Gold just suffered a sizable down day after the latest CPI inflation printed hotter than expected. With gold falling back under the psychologically-heavy $2,000 level, bearishness flared. But with gold's technicals remaining strong and bullish, that was misplaced. While gold has powered higher on balance for years, its ascent rate is throttled by the US dollar. Its surges on Fed-hawkish news temporarily retard gold's advance.

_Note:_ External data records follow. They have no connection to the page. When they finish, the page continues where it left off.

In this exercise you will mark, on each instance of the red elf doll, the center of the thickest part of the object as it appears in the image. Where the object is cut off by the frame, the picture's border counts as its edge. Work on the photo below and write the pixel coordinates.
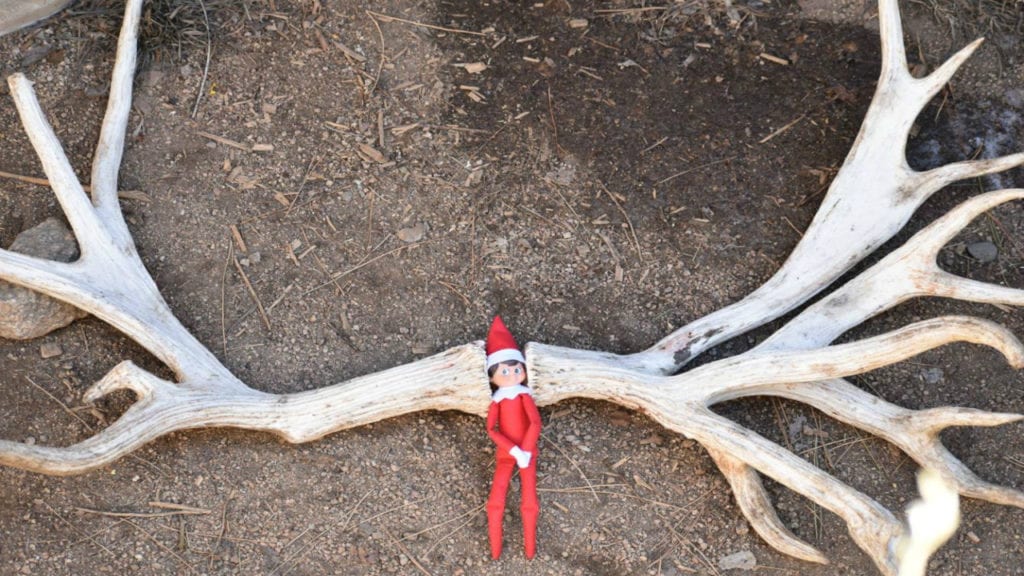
(514, 424)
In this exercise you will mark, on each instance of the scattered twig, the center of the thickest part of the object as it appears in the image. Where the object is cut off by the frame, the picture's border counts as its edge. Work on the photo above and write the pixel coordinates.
(401, 547)
(160, 544)
(782, 129)
(693, 169)
(633, 232)
(138, 515)
(456, 292)
(380, 66)
(631, 10)
(206, 68)
(252, 292)
(79, 532)
(386, 17)
(574, 464)
(223, 296)
(179, 507)
(60, 404)
(340, 275)
(653, 146)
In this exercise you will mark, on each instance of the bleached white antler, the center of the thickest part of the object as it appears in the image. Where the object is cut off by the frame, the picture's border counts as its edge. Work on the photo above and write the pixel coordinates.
(872, 197)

Trading success demands suppressing our own greed and fear, maintaining emotional neutrality. That's hard when prices move fast, overwhelming our sentiment through our innate immediacy bias. We traders overweight the latest market action when making decisions, often extrapolating it continuing indefinitely. The remedy for this is actively maintaining perspective, only considering recent market action in broader context.

Gold dropped 1.3% to $1,993 on Tuesday's latest US Consumer Price Index inflation report for January. That was gold's worst down day and first sub-$2,000 close since mid-December. Both headline and core prices in both monthly and annual terms climbed faster than economists' forecasts. The former rose 3.1% year-over-year last month, hotter than the +2.9% expected. That made it harder for the Fed to cut rates.

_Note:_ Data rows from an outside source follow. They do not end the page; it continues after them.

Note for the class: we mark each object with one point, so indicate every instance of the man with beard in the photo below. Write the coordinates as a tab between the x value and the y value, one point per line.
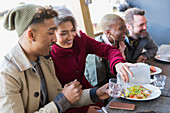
140	45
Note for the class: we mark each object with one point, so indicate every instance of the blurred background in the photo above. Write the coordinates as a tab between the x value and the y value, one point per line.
89	12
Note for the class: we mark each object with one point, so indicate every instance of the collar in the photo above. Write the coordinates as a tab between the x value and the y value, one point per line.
20	59
34	63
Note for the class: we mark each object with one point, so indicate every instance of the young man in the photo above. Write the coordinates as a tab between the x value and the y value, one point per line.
138	41
27	79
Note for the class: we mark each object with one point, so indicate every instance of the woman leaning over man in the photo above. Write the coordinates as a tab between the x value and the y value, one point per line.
70	52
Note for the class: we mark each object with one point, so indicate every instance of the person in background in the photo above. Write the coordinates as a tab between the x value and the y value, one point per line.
97	69
70	51
139	43
28	82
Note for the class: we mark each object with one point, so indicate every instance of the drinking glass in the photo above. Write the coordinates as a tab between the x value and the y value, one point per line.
115	88
159	81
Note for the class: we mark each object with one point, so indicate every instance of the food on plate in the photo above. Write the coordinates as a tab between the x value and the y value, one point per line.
137	92
152	69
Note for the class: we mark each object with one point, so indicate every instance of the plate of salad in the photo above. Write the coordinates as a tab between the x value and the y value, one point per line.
140	92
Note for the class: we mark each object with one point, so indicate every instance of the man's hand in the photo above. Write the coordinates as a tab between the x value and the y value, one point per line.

Futures-implied odds for the maiden cut of this cycle coming at the next mid-March FOMC meeting fell to just 8%, while the total expected Fed rate cuts in 2024 dropped to 95 basis points. Just a month earlier, they had been running 80% and 170bp! With higher rates being more likely for longer, the benchmark US Dollar Index surged a big-for-it 0.7%. That unleashed what had to be sizable-to-large gold-futures selling.

Gold's 1.3% tumble back under $2,000 after that Fed-hawkish hotter CPI really spooked traders. That was sure evident in the leveraged gold proxies of silver and the leading GDX gold-stock ETF plunging by 2.9% and 5.1% that day. Absurdly those major gold stocks were crushed back down to early-October levels, when this gold upleg was born near $1,820! Yet gold itself remained fully 9.5% higher after that CPI.

So the bearish impact on gold sentiment Tuesday was much worse than its down day warranted. Being in the financial-newsletter business, I hear from lots of traders. My e-mail traffic was pretty dejected after that CPI upside surprise, filled with worries gold was in trouble. Several people even warned me about an ominous new gold downtrend! That really piqued my interest, leaving me searching for it on the charts.

Longer-term price charts are the best tool for maintaining perspective, providing essential context for framing the latest market action. Here gold is superimposed over the USDX during the last several years or so. While gold's post-CPI drop sure felt bad, it is barely noticeable in the grand scheme. Gold is still way up near nominal record highs, with both its latest bull upleg and longer secular uptrend remaining intact.

Despite this week's latest hotter-CPI-hawkish-Fed scare, gold's technicals look great. It has rallied on balance for several years, from averaging about $1,793 in Q1'21 to a near-record $1,976 in Q4'23. Gold has blasted up 28.0% at best within this span, mostly meandering inside this uptrend's lower support and upper resistance. Even after this week's selloff, gold remains on the higher side of this uptrend channel.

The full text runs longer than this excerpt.